Getting back Into the Hobby

My son has come to me with an idea and one that I like. He is now 28 yrs old and we had a layout in our basement back in 1982 until 1988 and it was a pretty big one, but for personal reasons it had to come down. I saved all the rolling stock and then one day he came over and ask me if I ever thought of doing another railroad?

Well I didn’t have to be asked twice we went to basement and measured where the layout would start and end. It would be 2’ 10" wide and 15’ 6" long, no grades, no mountains, just switching and and an oval run, a simpler, quiet RR, if that is at all possiable. My son has informed that he will play the Doom Sayer when the model RR fever hits me and want to expand it to the far reaches of my galaxy, which would be into the wife’s sewing room.

My question here is this, when I gave up my first layout, DCC was just coming into it’s own and now I see that it is here and from what I can see it’s working well for most of you. Where should I start? Who, what, where and when I guess is what I am asking?

Thanks for any help that you can give me.

Start by reading the DCC Primer at Tony’s Train Exchange’s web site. This explains in simple terms what DCC is and what it can and cannot do.

http://www.tonystrains.com/tonystips/dccprimer/index.htm

When I first joined the local HO scale club, DCC was in its infancy and decoders still cost nearly $75 each. Some members were touting CTC-16 as a better choice than DCC. Everyone was running on block control using six MRC power packs. As the layout was expanded, we wound up having to use more than 10 MRC power packs.
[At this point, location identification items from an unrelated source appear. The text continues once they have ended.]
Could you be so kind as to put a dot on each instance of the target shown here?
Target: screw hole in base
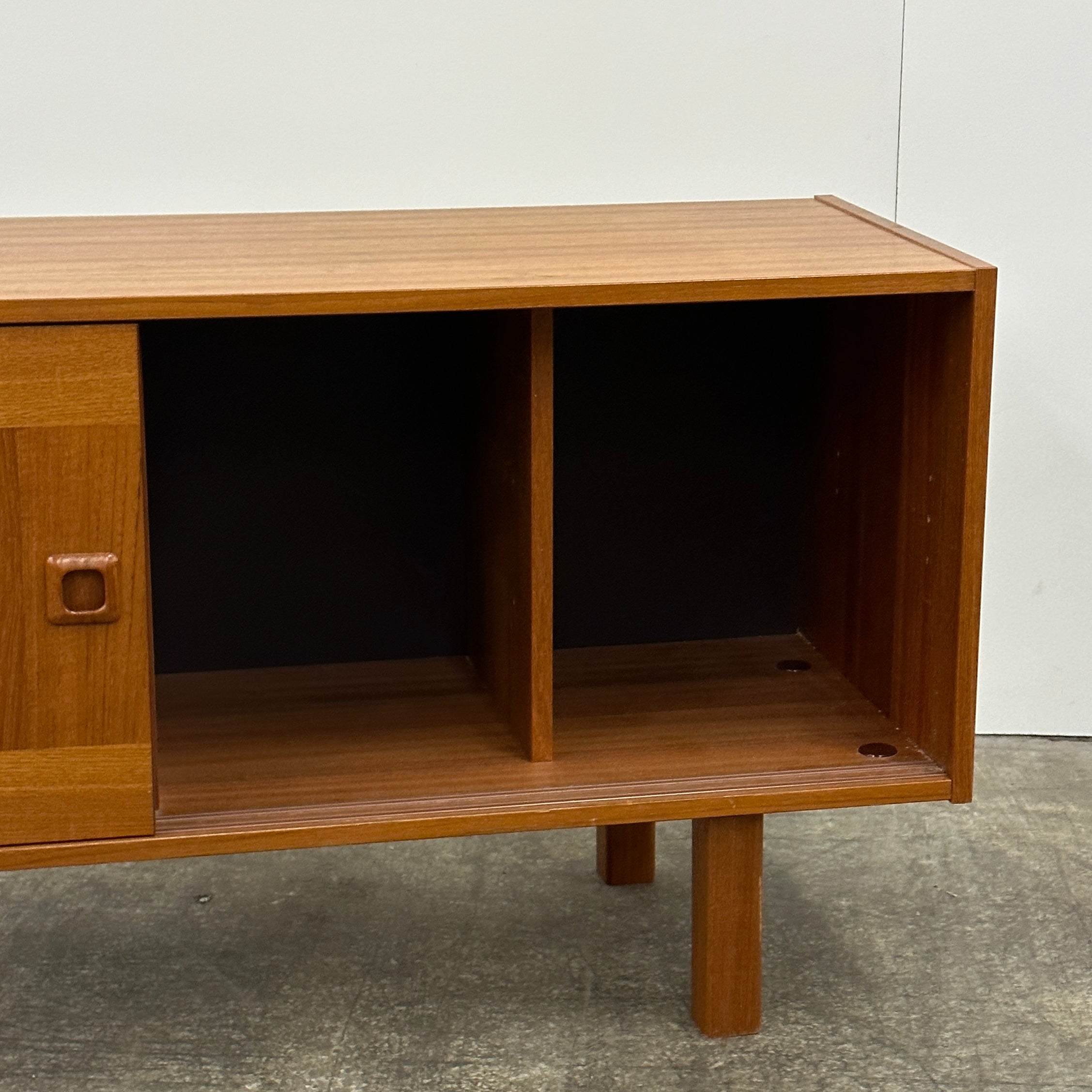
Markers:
(877, 751)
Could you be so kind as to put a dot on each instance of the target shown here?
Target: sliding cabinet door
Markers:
(76, 719)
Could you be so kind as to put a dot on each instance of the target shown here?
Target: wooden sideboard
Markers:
(472, 521)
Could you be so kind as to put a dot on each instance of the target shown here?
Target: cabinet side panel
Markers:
(512, 645)
(77, 705)
(851, 610)
(948, 367)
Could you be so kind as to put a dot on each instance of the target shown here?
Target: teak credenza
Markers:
(456, 523)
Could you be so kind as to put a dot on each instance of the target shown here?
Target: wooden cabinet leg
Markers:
(626, 853)
(726, 985)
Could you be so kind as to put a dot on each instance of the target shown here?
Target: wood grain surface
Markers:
(900, 509)
(644, 734)
(726, 946)
(513, 620)
(71, 483)
(130, 268)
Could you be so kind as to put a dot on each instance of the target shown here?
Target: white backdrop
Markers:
(146, 106)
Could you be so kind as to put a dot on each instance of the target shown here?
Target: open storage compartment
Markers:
(753, 499)
(352, 545)
(771, 437)
(338, 553)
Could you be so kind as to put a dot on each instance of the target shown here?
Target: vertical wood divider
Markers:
(726, 953)
(513, 626)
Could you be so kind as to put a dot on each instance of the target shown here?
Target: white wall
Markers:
(996, 157)
(143, 106)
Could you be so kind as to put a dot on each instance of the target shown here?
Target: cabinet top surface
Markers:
(129, 268)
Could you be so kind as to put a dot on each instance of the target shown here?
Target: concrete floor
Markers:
(908, 948)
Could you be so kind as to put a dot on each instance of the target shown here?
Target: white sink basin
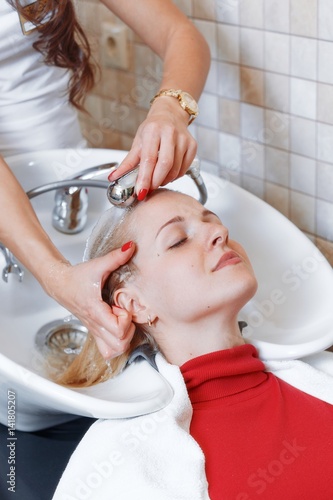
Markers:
(291, 315)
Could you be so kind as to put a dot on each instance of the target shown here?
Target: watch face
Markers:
(189, 102)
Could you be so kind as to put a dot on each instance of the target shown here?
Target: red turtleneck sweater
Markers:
(262, 438)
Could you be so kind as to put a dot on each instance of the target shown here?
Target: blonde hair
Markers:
(89, 367)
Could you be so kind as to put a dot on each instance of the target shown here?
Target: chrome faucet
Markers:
(71, 203)
(70, 211)
(11, 265)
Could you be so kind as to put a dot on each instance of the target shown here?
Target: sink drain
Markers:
(61, 336)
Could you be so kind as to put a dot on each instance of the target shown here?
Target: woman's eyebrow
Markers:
(171, 221)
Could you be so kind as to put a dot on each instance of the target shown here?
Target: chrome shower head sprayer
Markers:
(121, 192)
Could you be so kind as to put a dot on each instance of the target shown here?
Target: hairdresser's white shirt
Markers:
(34, 109)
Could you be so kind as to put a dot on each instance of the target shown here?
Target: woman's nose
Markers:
(219, 235)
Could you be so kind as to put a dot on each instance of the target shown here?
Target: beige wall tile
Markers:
(303, 17)
(251, 13)
(277, 90)
(325, 181)
(252, 86)
(325, 220)
(325, 103)
(304, 57)
(266, 119)
(325, 14)
(277, 15)
(229, 112)
(303, 211)
(303, 174)
(278, 197)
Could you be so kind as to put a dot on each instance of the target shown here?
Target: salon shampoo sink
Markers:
(291, 315)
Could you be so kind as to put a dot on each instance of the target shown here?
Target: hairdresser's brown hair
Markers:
(63, 43)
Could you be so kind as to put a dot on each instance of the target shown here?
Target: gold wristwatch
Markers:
(187, 102)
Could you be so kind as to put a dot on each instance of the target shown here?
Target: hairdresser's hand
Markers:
(78, 288)
(163, 146)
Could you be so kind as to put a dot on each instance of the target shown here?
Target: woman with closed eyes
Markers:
(239, 431)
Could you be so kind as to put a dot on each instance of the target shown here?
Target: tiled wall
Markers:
(266, 114)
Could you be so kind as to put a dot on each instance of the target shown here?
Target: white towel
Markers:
(312, 374)
(153, 457)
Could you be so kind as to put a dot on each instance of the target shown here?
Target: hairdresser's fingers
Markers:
(183, 155)
(79, 289)
(131, 161)
(111, 345)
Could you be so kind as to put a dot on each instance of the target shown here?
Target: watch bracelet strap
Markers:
(174, 93)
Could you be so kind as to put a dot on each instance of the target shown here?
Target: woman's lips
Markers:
(228, 258)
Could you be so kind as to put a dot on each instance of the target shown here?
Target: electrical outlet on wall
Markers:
(114, 50)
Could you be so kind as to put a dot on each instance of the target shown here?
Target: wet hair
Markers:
(63, 43)
(89, 367)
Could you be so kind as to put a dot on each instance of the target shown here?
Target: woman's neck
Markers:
(184, 343)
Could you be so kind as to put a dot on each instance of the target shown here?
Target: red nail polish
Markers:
(126, 246)
(142, 194)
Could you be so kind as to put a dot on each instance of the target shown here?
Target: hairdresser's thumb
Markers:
(119, 256)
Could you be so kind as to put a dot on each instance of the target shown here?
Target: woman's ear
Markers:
(128, 299)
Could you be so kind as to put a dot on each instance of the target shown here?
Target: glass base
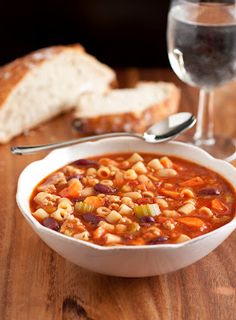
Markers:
(219, 147)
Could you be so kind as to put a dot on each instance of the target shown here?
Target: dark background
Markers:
(118, 32)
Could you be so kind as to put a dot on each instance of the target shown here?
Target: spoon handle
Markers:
(21, 150)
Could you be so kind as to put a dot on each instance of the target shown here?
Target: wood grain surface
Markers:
(36, 283)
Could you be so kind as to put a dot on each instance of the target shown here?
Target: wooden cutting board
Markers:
(37, 284)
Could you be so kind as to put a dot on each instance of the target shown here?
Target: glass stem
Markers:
(204, 134)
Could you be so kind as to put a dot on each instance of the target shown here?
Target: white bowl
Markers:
(125, 261)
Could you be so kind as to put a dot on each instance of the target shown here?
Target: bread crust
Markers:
(130, 121)
(12, 73)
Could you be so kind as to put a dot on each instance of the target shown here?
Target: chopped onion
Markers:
(147, 210)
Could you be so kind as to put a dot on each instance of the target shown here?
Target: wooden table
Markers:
(37, 284)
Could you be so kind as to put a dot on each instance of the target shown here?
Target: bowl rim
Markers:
(41, 229)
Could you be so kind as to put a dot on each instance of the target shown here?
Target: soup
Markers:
(133, 199)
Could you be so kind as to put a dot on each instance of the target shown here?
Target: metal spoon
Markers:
(162, 131)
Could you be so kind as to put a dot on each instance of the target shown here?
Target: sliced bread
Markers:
(132, 109)
(45, 83)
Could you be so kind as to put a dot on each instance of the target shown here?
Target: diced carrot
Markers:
(191, 222)
(94, 201)
(73, 190)
(99, 232)
(170, 193)
(218, 205)
(177, 167)
(193, 182)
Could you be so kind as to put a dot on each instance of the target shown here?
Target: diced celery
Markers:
(147, 210)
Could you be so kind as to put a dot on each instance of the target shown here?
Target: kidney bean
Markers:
(209, 192)
(86, 163)
(78, 199)
(102, 188)
(51, 223)
(147, 219)
(159, 240)
(92, 218)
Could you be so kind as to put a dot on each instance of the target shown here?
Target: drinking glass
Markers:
(201, 37)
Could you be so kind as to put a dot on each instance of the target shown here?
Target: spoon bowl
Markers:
(162, 131)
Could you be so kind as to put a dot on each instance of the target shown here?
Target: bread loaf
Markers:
(45, 83)
(132, 109)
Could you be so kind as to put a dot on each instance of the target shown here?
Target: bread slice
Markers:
(132, 109)
(45, 83)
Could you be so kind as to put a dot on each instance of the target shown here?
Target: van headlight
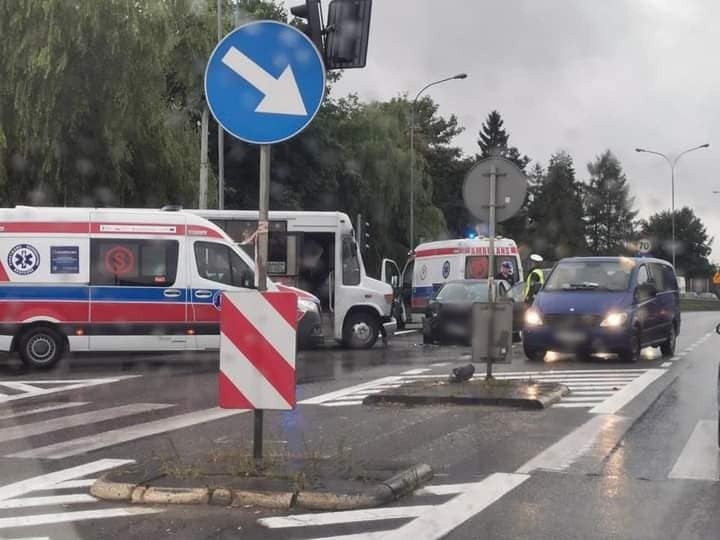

Eventually, the CTC-16 proponents quit the club or faded into the woodwork when it was realized that it was no better than straight DC block control and would cost more in the long run than DCC.

We installed DCC in 1995 with a home-made system that used an Atari 130XE computer as the command station. Today we are using the North Coast Engineering PowerPro Radio system.

Even though the layout today can still be operated using either DC block control or DCC, hardly anyone still uses DC block control except to test run a newly acquired locomotive before asking me to install a decoder.

If we were building the club layout today from scratch and wiring for only DCC operation, the wiring would be so simplified that we could have saved close to $1,000 on toggle switches, wire, and control panels.

Welcome aboard. Love your screen name. I was born in Brooklyn, long, long time ago.

I, too, saved all my rolling stock, track, engines and structures when I packed up my layout over 40 years ago. And, when I came back 4 years ago, I found the Brave New World of DCC. I’ve heartily embraced DCC. The age of my engines made most of them non-serviceable, even in DC, so I’ve bought almost entirely new ones. I have saved a few shells and installed a decoder in the one old engine that still ran, but mostly my fleet is new.

The old track, of the brass variety, is now a collectors item. In our neighborhood, if we put it out by the curb on Wednesday morning, they will come along and collect it. Yeah, it really is almost that good. I’ve used a few pieces to make guard rails and bridge track, but I wouldn’t run trains on it.

I run subways under my layout, by the way. I still love them, after all these years. One way to get more out of your space is to go vertical, and that’s what I chose to do.

For my final suggestion, consider a car float as part of your layout. That’s a ferry barge for railroad cars. Although designed as a static model, it can be used as a “train casette,” and removed from the layout to replace one set of cars with another. Loading and unloading car floats provide a very switching-intensive activity for a model railroad.

Well thank you MisterBeasley for the comment and you were born in Brooklyn you say? Once a Brooklynnite always a Brooklynite. I currently work for the NYCTA as a Motorman. I work on the D line from Stilwell Ave to 205 Street in the Bronx. What line do you have running under your layout?

my personal recommendation would be to go to your local hobby shop and ask a clerk about the different types of dcc systems out there. he should give you plenty of information. Another way you could find out about dcc systems is to find the websites of different dealers and look at the source.